Now don't get me wrong. I am tickled pink that she has found something she loves and I want to encourage her. I want her to be able to do everything she wants to do and express herself to her maximum capability. To this end, I think that what she needs is to go digital. I have run the idea by her and she has demonstrated a lot of interest in it. So, I am on the search for how she can do this. Now, not being an artist, I have no clue about these things. Unfortunately, my artist friends never dabbled in digital art, so they can not help me either. So here I am, on an artist forum, asking for your kind help. 

Here is where I am at. I want to get here something good that she can learn on, but I don't want to mortgage the house. Since this is an experiment and she may decide she hates digital art, I don't want to jump into this with both feet right out of the chute. But I also don't want to get something cheap that is going to perform badly and frustrate her. So I have set my price point for this gift at $300. Hopefully, I can get something that will do well for her in that price range.
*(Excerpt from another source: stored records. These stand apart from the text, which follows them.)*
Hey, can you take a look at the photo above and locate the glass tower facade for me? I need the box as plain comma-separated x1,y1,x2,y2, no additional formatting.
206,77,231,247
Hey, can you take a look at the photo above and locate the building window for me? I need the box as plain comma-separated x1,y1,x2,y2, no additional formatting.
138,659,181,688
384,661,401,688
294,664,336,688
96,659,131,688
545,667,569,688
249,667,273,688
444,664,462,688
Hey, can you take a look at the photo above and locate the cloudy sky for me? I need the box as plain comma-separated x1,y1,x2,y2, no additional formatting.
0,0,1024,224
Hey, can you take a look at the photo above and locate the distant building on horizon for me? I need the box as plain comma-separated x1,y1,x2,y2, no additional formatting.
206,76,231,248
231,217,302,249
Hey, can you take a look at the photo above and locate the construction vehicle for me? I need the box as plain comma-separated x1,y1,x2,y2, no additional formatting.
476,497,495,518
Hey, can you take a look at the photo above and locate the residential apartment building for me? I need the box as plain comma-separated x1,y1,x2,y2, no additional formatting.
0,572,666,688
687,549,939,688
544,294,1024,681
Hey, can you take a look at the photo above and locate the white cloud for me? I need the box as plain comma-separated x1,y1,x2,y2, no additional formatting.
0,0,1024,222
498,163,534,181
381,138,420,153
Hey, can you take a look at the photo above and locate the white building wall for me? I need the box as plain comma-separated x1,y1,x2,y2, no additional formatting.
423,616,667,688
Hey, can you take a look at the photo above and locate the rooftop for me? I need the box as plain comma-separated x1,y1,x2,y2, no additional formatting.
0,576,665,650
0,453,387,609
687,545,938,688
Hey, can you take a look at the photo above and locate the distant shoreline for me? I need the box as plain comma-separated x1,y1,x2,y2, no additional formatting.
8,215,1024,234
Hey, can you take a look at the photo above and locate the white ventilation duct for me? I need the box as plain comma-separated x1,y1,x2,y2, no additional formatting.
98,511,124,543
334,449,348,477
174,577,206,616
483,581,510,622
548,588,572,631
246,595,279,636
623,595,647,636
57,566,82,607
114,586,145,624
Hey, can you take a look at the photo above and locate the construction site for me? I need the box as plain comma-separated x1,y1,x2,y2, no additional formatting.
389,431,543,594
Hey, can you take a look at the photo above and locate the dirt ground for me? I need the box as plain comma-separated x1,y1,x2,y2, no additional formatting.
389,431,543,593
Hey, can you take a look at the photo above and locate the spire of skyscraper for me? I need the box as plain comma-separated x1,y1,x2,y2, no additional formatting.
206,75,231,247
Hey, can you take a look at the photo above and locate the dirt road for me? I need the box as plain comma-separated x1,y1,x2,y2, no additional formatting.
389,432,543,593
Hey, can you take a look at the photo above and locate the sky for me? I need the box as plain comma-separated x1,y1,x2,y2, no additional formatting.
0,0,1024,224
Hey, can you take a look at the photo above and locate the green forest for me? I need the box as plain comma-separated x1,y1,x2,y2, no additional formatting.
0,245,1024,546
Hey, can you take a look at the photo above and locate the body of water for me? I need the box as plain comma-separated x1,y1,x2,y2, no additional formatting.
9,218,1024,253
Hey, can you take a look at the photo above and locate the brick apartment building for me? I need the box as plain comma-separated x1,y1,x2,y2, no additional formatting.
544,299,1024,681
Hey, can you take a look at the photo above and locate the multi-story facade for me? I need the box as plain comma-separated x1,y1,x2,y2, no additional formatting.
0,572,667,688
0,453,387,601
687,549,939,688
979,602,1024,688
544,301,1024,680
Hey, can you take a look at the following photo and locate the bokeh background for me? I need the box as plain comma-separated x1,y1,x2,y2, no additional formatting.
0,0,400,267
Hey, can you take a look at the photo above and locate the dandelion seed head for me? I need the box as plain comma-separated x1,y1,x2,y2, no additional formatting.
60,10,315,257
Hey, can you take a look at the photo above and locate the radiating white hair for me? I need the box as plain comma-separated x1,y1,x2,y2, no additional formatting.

Now, my thinking was that I would buy her a screen that was specially designed to be drawn on with styles, similar to painting directly on the canvas. But in my research, it seems like most people are using a drawing tablet that interfaces with a computer, I think they are called Wacom tablets, or something like that. This sounds rather complicated to me and I don't quite understand how they work. But it seems that this is what most pro artists use. Correct me if I am wrong here.

Any and all help you can give me is greatly appreciated. I just want to get my wife a present that will make her happy. TIA


----------



## johnhoward (Feb 21, 2020)

I am continuing to do research and I am wondering if an Android tablet such as the Samsung Galaxy Tab A 10.1 64 GB, might be a good solution. She already uses a Samsung Galaxy smartphone, so it might be more familiar to her then switching ti a Windows-based Wacom style tablet system that is completely new to her. Am I on the right track? Are there serious downsides to using an Android tablet for art?


----------